2. Can a grain-free diet cause DCM? a. We don’t know, yet. Veterinary cardiologists started noticing an increase in the number of young dogs being diagnosed with DCM in 2017. This prompted an investigation into their diets. Some trends they found were many (not all) of these dogs were on grain-free diets, diets high in legumes (peas, lentils, chickpeas, pinto, etc.), and/or diets with an exotic protein source such as bison or kangaroo.
3. Can I feed a home-cooked, raw diet? a. Even home-cooked and raw diets were identified in these cases.
4. Are there certain ingredients or manufacturers I should avoid? a. We don’t know, yet. The research is ongoing. Not all diets that contain legumes are bad if they are formulated properly. However, not all companies have performed the research to ensure that their diets are fully digestible given the ingredients and amount of ingredients included. b. Certain manufactures were identified as predominating in the number of cases of DCM. However, this does not mean that they are worse than others that are lower on the list. These companies may be better at marketing; thus a greater number of dogs are on the diets.

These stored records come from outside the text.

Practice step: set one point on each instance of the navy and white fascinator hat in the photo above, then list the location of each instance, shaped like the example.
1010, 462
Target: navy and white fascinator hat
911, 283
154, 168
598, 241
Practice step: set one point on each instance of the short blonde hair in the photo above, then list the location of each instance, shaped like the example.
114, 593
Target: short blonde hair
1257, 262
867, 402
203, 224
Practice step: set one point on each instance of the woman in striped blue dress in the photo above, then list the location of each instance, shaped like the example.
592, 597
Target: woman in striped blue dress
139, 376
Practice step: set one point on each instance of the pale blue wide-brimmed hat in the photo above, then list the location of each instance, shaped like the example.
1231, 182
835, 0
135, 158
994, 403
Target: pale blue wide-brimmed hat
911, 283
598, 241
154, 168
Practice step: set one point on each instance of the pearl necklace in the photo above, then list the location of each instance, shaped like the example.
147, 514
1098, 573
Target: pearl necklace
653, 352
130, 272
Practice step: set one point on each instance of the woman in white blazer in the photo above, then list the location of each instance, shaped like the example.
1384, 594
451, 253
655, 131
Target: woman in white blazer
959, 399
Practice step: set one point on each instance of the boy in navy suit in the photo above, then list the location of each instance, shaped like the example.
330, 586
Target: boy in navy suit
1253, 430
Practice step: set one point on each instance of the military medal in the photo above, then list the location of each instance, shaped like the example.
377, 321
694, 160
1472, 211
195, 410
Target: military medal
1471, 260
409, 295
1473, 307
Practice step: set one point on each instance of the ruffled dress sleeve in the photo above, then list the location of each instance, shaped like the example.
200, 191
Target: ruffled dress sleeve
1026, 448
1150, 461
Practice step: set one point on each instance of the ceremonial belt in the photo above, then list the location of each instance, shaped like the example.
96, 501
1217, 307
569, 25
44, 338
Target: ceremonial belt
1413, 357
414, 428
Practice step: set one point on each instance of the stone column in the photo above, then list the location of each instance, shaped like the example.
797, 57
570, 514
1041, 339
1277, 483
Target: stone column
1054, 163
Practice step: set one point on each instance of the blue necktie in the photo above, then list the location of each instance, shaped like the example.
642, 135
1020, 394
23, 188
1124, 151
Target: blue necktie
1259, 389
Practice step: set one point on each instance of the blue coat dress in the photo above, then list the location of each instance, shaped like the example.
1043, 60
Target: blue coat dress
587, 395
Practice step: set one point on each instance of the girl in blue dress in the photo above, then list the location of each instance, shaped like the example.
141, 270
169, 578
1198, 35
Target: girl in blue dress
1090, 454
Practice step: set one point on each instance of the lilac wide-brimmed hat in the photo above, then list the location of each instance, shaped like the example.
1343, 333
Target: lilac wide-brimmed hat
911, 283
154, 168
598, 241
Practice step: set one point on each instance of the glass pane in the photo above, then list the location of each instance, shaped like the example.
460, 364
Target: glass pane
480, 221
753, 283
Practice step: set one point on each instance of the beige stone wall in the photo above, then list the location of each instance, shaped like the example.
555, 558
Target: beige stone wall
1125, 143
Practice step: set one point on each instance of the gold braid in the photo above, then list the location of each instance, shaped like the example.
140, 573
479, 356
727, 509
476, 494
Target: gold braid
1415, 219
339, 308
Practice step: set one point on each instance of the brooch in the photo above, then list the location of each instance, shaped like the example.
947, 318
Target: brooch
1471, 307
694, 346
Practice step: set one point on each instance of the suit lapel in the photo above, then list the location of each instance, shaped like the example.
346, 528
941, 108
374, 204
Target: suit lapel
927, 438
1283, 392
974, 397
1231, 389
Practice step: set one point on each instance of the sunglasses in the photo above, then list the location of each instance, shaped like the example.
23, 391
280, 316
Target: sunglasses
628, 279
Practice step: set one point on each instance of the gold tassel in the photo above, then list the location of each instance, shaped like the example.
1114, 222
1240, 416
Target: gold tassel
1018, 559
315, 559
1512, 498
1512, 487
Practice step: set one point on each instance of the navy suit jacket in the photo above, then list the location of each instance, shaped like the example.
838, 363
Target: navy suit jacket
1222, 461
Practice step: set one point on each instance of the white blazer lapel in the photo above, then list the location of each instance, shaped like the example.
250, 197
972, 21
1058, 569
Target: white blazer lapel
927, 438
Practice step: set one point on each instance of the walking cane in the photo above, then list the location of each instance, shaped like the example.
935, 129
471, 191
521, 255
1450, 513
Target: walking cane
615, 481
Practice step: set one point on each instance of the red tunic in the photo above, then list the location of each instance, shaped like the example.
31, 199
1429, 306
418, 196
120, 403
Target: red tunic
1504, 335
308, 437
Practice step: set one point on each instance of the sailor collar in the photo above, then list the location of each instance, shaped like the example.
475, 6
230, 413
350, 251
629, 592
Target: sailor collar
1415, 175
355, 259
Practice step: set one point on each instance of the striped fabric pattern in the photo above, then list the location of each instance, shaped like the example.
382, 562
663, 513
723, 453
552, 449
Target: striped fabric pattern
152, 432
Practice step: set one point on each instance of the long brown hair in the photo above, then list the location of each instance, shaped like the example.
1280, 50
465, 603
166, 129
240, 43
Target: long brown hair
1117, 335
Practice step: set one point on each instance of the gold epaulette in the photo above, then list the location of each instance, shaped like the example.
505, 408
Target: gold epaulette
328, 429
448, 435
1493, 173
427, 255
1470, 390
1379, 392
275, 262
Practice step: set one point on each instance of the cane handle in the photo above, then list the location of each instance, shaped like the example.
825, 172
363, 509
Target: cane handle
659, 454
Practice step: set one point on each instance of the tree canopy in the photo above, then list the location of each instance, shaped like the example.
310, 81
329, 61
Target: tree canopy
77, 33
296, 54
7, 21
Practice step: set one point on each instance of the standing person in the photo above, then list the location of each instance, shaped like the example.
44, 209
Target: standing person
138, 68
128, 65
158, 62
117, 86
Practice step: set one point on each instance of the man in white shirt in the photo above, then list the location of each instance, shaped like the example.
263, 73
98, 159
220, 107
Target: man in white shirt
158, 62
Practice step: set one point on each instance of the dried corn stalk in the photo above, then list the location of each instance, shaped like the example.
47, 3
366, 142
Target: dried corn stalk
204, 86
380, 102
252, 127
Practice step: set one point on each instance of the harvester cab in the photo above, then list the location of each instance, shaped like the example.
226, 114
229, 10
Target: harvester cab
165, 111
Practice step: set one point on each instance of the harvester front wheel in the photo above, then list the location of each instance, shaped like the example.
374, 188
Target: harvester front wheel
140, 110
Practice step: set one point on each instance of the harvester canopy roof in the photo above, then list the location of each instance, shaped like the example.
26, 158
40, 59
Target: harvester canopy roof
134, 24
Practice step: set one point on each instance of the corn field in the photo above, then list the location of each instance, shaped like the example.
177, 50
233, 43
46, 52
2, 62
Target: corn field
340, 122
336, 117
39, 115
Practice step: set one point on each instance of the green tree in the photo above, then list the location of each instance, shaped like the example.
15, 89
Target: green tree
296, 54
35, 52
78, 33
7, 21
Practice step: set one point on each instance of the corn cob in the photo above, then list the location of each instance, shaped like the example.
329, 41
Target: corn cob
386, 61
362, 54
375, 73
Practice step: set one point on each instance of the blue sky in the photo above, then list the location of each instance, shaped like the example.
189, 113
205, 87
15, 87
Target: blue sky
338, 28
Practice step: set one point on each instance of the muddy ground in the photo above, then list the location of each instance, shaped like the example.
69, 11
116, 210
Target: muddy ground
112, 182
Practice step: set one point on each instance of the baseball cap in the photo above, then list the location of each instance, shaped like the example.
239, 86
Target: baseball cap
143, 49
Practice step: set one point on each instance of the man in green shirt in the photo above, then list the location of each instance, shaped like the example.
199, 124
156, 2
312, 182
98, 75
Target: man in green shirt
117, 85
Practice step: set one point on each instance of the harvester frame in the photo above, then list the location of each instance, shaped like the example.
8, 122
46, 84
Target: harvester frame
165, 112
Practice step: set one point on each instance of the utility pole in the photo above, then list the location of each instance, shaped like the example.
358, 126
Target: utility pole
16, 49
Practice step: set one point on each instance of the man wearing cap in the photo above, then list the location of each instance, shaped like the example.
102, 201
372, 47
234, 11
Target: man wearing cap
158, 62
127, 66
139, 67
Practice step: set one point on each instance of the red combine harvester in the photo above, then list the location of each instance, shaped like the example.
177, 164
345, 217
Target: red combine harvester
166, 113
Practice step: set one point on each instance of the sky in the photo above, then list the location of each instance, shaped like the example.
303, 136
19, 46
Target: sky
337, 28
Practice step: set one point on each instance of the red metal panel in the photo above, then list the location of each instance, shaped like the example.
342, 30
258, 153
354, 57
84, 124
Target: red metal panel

5. I heard taurine deficiency could be the cause. If I add more taurine, is that enough? a. Some dogs that were diagnosed with DCM were deficient in taurine but the majority (~90%) were not. Of the dogs that were deficient, many had improvement with clinical signs and heart changes when their previous diets were changed and taurine supplemented. Certain breeds are known to be predisposed to taurine deficiencies which may contribute to DCM.
6. What diet should I feed? a. Unless your dog has an allergy to certain grains, feed a diet that includes grain. This may include barley, rice, oats, etc. There is no evidence that grain-free diets are healthier. b. Avoid exotic meats such as bison, kangaroo, etc. c. Diets that have been analyzed for content will contain the statement: “(Name of Product) is formulated to meet the nutritional levels established by the AAFCO dog food nutrient profiles.” AAFCO stands for Association of American Feed Control Officials. Note: Prescription diets may not have this statement due to specific requirements the diet was prescribed for.